Solo-designed from zero. Drill creation, court visualisation, QR sharing, and community, built for players and coaches worldwide.

What I Built

Complexities

The Outcome

Reflection

Ball machines have existed for decades. The problem: their controls never kept up with the sport. Most came with a physical fob offering a handful of basic settings, speed, feed rate, and not much else. The only app alternative on the market was rudimentary at best.

Titan Ball Machines, built by former engineers from Nokia, Google, and Siemens, had a hardware product that was genuinely superior. What it didn't have was a software experience to match. I was brought in to build it from zero, and as a tennis player myself, I came with a clear point of view about what the app needed to be.

I designed the entire Titan Drills Pro app, sole designer, zero to one, working with engineers at Beijing Hatchibot.

Drill creation and control: players and coaches can build drills with precision, setting ball speed, feed depth, height, spin, trajectory, and lateral deviation for each shot in a sequence. A visual court representation shows exactly where each ball will land, updating in real time as parameters change. A test-ball function lets users fire a single shot to verify placement before running a full drill.

QR drill sharing: coaches can create drills and share them instantly via QR code. Players scan and load a drill in seconds, no manual re-entry, no friction. Titan partnered with professional players to publish a library of pro drills, all accessible the same way.

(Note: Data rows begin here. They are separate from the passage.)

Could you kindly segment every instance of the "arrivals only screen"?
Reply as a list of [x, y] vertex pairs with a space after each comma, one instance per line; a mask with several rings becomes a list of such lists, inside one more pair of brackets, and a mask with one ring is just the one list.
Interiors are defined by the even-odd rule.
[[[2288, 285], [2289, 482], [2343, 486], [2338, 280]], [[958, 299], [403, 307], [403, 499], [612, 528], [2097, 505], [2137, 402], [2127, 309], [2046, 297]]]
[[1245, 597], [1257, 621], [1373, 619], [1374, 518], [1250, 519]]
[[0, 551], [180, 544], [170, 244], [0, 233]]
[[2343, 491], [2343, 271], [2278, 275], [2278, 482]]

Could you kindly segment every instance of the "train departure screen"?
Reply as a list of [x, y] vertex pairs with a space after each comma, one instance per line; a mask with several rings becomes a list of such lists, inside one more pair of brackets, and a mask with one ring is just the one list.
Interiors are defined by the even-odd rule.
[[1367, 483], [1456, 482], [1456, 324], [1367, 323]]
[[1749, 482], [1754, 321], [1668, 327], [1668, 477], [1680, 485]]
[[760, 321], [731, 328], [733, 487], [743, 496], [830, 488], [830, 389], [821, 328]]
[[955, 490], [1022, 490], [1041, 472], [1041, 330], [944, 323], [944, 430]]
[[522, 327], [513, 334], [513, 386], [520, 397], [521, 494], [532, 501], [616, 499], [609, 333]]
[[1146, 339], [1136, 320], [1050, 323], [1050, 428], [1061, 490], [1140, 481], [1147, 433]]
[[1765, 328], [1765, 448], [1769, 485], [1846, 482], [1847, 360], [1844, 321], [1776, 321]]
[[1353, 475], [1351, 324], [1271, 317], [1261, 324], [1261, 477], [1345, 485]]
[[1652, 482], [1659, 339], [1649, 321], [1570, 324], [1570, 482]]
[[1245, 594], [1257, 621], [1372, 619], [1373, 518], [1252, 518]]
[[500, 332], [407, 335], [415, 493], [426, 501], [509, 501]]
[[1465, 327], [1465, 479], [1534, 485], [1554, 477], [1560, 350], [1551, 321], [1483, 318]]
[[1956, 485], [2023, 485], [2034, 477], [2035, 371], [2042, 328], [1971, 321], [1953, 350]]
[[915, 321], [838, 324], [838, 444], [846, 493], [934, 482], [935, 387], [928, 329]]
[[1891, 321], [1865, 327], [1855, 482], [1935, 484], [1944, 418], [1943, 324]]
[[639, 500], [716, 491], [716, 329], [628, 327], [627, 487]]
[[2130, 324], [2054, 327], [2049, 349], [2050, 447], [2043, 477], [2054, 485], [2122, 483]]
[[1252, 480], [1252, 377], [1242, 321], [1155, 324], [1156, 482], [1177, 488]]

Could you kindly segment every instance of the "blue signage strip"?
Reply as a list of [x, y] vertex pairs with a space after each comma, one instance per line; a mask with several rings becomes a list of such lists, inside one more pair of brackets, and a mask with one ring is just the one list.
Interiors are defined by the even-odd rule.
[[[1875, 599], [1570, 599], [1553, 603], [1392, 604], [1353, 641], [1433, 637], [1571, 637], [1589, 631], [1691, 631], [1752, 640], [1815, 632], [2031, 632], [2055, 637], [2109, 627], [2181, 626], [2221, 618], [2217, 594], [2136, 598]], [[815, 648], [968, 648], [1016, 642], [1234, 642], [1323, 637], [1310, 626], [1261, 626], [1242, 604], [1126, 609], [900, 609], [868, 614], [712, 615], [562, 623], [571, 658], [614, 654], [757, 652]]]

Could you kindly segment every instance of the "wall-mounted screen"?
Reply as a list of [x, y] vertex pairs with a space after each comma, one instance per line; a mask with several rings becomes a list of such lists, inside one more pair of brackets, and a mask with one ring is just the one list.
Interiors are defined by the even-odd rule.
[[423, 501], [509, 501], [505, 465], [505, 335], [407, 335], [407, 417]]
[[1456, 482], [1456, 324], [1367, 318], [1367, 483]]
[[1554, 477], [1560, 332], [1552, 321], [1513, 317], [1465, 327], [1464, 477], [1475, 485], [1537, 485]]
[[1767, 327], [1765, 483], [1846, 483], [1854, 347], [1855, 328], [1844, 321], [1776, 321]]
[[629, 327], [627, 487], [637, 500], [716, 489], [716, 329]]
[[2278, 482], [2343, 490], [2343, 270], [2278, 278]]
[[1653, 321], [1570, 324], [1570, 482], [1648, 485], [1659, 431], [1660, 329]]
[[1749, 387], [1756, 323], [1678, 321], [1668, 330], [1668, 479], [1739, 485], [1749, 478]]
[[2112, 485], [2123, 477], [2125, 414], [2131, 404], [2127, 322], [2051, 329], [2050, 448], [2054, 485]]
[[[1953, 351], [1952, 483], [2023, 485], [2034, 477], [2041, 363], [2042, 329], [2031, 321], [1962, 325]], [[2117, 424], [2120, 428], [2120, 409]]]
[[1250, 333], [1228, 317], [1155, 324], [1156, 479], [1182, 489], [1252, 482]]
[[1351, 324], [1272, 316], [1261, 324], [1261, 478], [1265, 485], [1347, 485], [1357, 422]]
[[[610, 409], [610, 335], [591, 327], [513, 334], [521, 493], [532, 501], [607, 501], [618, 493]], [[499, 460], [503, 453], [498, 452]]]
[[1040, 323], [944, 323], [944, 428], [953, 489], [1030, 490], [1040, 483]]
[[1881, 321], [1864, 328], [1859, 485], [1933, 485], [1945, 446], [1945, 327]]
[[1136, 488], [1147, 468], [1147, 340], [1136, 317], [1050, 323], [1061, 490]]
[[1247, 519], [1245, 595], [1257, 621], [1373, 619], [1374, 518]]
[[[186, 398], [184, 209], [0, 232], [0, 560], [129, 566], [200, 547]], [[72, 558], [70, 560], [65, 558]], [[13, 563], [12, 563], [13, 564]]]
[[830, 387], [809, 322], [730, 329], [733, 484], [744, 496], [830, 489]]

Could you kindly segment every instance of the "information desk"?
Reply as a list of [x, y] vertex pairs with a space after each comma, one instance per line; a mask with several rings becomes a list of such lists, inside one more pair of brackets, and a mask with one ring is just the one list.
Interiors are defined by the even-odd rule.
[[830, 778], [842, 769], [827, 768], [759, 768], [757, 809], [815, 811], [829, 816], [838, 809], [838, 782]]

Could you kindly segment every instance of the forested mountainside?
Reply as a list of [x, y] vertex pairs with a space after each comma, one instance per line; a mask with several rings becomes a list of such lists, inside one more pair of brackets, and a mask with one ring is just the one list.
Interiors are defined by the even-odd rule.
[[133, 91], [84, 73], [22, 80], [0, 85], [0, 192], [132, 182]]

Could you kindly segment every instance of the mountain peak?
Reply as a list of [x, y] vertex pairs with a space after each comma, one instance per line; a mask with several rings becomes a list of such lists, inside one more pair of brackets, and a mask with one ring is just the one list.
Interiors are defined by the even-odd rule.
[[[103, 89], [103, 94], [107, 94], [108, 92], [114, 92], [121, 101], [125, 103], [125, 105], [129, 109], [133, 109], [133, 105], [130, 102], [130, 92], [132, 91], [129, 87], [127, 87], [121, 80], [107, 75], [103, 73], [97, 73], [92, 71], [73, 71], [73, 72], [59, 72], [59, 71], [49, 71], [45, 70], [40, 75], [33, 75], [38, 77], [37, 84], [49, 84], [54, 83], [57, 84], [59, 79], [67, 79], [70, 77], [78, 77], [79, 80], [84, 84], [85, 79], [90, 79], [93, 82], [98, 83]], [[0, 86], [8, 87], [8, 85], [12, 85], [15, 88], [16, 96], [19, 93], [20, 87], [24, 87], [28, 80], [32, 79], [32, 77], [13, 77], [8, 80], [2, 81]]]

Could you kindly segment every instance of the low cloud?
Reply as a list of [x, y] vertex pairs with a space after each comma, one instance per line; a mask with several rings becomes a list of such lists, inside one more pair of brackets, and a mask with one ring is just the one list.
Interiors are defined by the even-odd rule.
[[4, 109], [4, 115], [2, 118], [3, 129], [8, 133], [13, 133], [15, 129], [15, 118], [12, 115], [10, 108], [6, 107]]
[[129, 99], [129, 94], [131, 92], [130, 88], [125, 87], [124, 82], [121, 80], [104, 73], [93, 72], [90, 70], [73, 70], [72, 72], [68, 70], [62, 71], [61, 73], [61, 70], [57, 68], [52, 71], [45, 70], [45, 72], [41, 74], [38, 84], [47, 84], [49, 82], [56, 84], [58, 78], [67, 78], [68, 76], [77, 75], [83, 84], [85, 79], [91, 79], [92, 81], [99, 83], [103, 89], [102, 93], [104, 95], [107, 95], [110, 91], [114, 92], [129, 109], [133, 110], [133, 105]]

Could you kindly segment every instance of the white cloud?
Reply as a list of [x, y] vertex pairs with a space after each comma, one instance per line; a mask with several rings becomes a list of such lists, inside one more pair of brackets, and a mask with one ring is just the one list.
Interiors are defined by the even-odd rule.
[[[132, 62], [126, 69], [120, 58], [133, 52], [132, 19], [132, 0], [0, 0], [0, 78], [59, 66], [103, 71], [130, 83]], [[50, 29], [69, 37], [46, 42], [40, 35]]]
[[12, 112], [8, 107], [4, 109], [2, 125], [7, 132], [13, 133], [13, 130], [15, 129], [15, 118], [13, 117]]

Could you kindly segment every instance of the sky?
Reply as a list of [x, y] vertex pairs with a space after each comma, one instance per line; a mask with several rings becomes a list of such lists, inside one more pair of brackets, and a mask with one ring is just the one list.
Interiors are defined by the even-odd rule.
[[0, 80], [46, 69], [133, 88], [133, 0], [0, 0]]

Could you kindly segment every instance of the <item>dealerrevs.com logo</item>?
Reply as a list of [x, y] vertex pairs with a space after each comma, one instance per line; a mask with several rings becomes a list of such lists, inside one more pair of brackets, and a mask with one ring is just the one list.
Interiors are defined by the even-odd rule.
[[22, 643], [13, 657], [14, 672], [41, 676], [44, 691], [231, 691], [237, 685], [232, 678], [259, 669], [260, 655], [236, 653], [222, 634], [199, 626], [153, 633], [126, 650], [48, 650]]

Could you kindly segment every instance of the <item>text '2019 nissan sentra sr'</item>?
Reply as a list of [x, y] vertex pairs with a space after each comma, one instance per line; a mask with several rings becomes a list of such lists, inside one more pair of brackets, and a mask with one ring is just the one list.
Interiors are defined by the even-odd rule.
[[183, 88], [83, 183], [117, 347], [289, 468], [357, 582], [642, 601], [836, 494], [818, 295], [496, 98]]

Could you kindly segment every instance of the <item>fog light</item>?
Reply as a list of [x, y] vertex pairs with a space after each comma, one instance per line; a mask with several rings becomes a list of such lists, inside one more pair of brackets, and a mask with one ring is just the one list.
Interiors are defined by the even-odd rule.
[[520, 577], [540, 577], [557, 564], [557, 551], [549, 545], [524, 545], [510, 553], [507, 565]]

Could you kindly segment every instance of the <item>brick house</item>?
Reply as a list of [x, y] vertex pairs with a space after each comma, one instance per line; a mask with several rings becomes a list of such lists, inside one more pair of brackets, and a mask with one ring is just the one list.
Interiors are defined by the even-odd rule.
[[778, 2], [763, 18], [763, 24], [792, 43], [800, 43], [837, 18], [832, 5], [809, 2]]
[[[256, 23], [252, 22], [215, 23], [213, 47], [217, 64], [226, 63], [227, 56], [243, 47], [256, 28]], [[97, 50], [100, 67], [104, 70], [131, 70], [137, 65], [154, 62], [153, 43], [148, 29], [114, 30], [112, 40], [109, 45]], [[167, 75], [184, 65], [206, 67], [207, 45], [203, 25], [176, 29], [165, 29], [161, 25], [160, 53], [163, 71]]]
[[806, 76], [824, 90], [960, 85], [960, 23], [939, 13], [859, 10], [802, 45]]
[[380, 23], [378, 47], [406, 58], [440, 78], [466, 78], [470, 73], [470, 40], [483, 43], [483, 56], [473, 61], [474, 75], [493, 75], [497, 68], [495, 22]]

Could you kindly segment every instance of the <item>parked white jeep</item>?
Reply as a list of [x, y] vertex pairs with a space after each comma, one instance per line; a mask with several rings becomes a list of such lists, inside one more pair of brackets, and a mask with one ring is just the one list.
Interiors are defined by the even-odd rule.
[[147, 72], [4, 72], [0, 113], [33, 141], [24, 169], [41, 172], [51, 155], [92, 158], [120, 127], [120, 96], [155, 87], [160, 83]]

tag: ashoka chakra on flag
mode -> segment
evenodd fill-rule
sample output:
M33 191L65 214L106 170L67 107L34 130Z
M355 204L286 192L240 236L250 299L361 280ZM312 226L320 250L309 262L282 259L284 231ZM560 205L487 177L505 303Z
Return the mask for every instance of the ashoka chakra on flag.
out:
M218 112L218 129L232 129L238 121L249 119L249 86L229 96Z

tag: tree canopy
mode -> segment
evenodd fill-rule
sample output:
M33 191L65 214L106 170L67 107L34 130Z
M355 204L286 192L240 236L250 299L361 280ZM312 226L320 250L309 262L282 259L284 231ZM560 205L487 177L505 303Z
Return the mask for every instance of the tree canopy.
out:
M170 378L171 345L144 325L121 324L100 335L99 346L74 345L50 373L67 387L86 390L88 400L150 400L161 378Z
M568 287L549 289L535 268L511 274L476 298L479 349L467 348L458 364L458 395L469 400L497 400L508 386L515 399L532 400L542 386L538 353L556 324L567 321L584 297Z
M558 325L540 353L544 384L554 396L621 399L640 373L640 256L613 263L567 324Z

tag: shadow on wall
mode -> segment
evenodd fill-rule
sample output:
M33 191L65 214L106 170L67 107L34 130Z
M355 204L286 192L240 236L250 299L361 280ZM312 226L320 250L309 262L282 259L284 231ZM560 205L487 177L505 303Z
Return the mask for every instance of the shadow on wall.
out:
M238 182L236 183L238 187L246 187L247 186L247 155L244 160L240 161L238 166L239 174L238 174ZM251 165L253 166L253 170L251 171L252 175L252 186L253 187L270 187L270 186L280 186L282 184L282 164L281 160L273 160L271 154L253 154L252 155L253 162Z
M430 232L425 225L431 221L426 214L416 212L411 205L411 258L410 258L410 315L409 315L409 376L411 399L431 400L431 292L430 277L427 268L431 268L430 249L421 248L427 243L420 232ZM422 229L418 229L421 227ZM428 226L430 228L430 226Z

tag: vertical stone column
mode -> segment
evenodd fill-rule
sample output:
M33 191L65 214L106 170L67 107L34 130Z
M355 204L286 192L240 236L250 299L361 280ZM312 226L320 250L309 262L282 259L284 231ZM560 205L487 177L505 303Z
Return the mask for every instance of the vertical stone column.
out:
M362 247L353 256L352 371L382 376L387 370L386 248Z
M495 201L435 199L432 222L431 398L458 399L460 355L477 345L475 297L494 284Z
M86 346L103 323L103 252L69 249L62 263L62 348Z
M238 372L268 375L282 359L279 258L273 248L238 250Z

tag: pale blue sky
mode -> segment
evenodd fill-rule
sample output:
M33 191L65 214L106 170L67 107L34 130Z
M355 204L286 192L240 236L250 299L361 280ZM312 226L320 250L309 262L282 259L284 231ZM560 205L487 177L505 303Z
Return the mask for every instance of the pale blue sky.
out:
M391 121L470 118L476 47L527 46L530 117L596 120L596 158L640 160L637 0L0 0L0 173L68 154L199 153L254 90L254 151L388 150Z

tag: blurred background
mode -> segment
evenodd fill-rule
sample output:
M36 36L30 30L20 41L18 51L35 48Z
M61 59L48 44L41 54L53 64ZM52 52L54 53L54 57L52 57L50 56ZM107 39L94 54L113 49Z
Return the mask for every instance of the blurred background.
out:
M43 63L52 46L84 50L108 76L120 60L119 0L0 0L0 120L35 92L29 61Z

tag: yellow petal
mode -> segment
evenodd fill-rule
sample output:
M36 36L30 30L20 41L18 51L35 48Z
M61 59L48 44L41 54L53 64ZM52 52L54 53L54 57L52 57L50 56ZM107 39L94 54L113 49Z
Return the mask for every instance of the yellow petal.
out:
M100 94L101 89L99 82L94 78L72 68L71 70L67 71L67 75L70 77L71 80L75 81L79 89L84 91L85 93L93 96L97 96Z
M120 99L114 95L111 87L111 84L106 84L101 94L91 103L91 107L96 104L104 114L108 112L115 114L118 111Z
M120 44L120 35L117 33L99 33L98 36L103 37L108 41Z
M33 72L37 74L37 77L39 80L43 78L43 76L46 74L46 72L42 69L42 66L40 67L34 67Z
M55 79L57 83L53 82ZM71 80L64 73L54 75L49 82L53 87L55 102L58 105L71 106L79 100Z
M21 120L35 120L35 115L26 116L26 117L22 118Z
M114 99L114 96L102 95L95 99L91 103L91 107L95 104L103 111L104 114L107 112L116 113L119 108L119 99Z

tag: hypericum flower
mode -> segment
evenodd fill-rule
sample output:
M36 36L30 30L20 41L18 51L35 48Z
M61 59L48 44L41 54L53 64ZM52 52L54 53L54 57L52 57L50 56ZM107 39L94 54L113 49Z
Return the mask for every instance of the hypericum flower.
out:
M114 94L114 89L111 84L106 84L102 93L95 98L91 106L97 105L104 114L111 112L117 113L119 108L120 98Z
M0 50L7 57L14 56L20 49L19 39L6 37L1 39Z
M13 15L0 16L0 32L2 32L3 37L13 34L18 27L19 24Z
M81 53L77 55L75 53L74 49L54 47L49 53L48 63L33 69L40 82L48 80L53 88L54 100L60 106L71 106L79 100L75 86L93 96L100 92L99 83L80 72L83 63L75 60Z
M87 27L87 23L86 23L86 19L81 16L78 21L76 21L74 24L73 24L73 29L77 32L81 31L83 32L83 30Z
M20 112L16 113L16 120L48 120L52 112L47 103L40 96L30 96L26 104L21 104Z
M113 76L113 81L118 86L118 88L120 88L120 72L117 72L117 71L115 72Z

MegaDrill and multi-drill sessions: users can chain multiple drills into a single session, targeting different aspects of their game in sequence, footwork, groundstrokes, net play, without stopping to reconfigure.

Community channels and onboarding: a full onboarding flow, community content layer, and profile system to support the growing Titan user base.

The core design challenge was translating precise physical parameters, things like ball trajectory angle, oscillation deviation, and topspin intensity, into controls that felt intuitive on a phone screen. These aren't abstract sliders. They have real physical consequences on court. If the visual feedback isn't accurate, players lose trust in the app and go back to the fob.

I designed the court visualisation system to be the primary feedback layer: every parameter change reflects immediately as a visual update on the court diagram. Players build drills spatially, not numerically. The result is an interface that feels like coaching, not configuration.

Working across iOS and Android simultaneously with an engineering team in Beijing added another layer of complexity, clear, unambiguous design specifications and a robust component approach were essential to keep both platforms consistent.

Titan Drills Pro shipped and is now the primary companion app for Titan ball machines worldwide. The app has been reviewed extensively on YouTube by players and coaches across multiple markets, with reviewers consistently citing the drill creation system and QR sharing as the features that make Titan machines worth buying.

One reviewer put it directly: the QR code drill sharing alone is worth the price of the machine. That's a product design outcome.

The app continues to receive updates, smartwatch control and further drill library expansion are in active development, built on the foundation and design system I established.

Titan was the project where being a user made me a better designer. Playing tennis meant I understood instinctively where the friction was, the moment a parameter felt abstract, the moment a flow felt one step too long. That domain knowledge shaped every decision.

It also reinforced something I believe about product design: the best sports technology disappears. The app shouldn't feel like work. It should feel like practice.